14. The system of claim 10, wherein the calculation of the SDF is performed at least in part by: using a convolutional neural network to calculate one or more first feature vectors; and using a neural network and at least in part based on the one or more first feature vectors to calculate one or more SDF values and one or more second feature vectors for one or more vertices of the raster.
15. The system of claim 10, wherein the subdivision and deformation of the initial grid are performed at least in part by: identifying one or more surface volumes of the initial grid corresponding to the surface of the object; generating a graph corresponding to one or more vertices and one or more edges of the one or more surface volumes; and using a graph convolutional network and at least in part based on the graph to compute one or more positional offsets and one or more residual SDF values of the one or more vertices.
16. The system of claim 10, wherein the subdivision of the grid includes selective subdivision, wherein the selective subdivision includes subdividing at least one of: one or more first surface volumes of the grid intersecting with the surface of the object; or one or more second surface volumes adjacent to the one or more first surface volumes.
17. The system of claim 10, wherein one or more circuits use a generative adversarial network (GAN) to generate the parameterized surface representation.
18. The system of claim 10, wherein the system comprises at least one of: a control system for an autonomous or semi-autonomous machine; a perception system for an autonomous or semi-autonomous machine; a system for performing simulation operations; a system for performing optical transmission simulation; a system for performing collaborative content creation of 3D assets; a system for performing deep learning operations; a system implemented using edge devices; a system implemented using robots; a system for performing conversational artificial intelligence operations; a system for generating synthetic data; a system for merging one or more virtual machines (VMs); a system implemented at least partially in a data center; or a system implemented at least partially using cloud computing resources.
19. A processor, comprising: Processing circuitry, used for: Based on the shape-based input representation, calculate the symbolic distance field SDF corresponding to the initial grid. Subdivide the initial grid to generate an updated grid; The updated SDF is calculated using the SDF and the updated raster; Generate a mesh using the updated SDF; as well as The mesh is subdivided to generate a parametric surface representation of the shape.

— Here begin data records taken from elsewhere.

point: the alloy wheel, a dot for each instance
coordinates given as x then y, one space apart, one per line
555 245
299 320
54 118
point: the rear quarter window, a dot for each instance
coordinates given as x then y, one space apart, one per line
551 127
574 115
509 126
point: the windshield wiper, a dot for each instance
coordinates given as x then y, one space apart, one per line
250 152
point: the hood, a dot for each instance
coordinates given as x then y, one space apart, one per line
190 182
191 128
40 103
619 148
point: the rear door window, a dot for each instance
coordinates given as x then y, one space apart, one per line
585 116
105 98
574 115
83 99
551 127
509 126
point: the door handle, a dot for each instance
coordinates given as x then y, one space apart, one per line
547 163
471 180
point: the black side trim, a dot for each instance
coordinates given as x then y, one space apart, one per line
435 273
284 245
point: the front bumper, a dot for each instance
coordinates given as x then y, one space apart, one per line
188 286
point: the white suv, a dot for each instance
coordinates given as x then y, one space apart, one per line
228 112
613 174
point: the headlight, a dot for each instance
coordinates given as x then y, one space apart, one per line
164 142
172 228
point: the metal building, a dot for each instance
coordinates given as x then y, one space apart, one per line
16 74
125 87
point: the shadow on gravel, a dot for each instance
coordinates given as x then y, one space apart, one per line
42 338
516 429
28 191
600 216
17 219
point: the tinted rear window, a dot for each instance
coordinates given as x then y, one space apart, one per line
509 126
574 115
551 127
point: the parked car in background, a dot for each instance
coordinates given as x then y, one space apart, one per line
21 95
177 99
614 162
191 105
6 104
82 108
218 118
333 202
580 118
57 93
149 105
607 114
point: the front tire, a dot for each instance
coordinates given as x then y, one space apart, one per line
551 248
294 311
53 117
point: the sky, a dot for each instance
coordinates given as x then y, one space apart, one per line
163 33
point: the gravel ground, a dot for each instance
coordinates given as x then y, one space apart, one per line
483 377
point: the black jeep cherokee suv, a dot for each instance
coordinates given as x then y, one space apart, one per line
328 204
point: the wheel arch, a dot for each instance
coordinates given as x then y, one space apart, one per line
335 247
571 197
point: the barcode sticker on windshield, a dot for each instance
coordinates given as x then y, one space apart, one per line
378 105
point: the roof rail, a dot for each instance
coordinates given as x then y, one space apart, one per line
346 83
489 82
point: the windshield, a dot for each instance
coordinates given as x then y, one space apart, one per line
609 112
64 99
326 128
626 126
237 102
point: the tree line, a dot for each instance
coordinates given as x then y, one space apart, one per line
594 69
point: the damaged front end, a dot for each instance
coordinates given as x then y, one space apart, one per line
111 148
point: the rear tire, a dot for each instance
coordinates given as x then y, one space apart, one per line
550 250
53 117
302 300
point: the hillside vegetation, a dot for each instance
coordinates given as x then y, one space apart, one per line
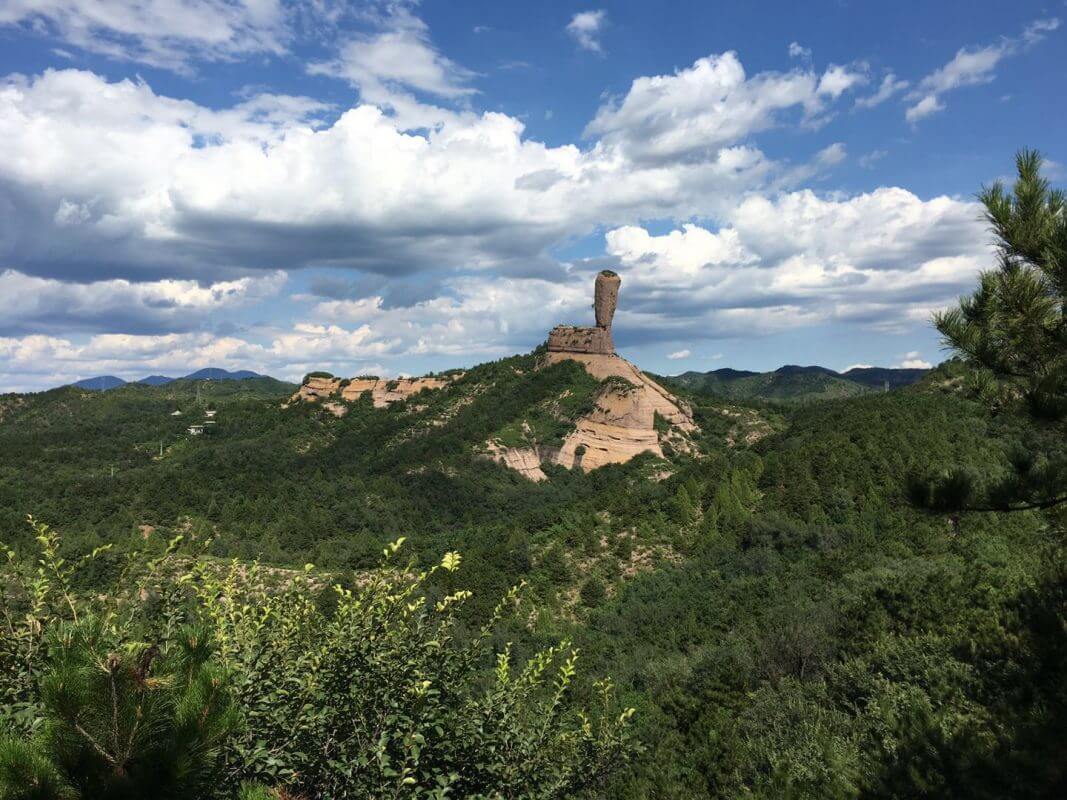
857 596
779 616
792 383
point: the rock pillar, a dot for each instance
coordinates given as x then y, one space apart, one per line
606 298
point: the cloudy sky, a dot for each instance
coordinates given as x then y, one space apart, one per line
398 187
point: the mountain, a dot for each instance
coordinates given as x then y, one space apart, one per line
100 383
878 377
795 383
757 579
104 383
215 373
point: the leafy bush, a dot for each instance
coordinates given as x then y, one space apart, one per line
189 678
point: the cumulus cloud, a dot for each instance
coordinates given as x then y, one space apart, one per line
869 160
913 361
473 318
400 57
971 66
890 85
926 107
35 304
176 188
711 105
164 34
884 259
586 27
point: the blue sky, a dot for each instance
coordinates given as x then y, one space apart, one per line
398 187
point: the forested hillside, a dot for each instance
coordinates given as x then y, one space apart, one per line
779 614
795 384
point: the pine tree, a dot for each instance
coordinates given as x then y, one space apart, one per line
123 723
1013 333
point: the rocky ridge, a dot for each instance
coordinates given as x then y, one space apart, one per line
632 413
328 389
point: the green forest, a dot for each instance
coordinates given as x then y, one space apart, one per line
859 595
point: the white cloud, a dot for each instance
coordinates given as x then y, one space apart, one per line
837 80
710 106
175 188
913 361
165 34
44 304
889 86
882 259
586 28
402 57
869 160
970 67
929 105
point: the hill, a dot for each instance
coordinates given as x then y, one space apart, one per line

20. The processor of claim 19, wherein the processor comprises at least one of: a control system for an autonomous or semi-autonomous machine; a perception system for an autonomous or semi-autonomous machine; a system for performing simulation operations; a system for performing optical transmission simulation; a system for performing collaborative content creation of 3D assets; a system for performing deep learning operations; a system implemented using an edge device; a system implemented using a robot; a system for performing conversational artificial intelligence operations; a system for generating synthetic data; a system for merging one or more virtual machines (VMs); a system implemented at least partially in a data center; or a system implemented at least partially using cloud computing resources.
21. The processor of claim 19, wherein the calculation of the SDF is performed at least in part by: Use a convolutional neural network to compute one or more first feature vectors; and Using a neural network and based at least on the one or more first feature vectors, calculate one or more SDF values and one or more second feature vectors for one or more vertices of the raster.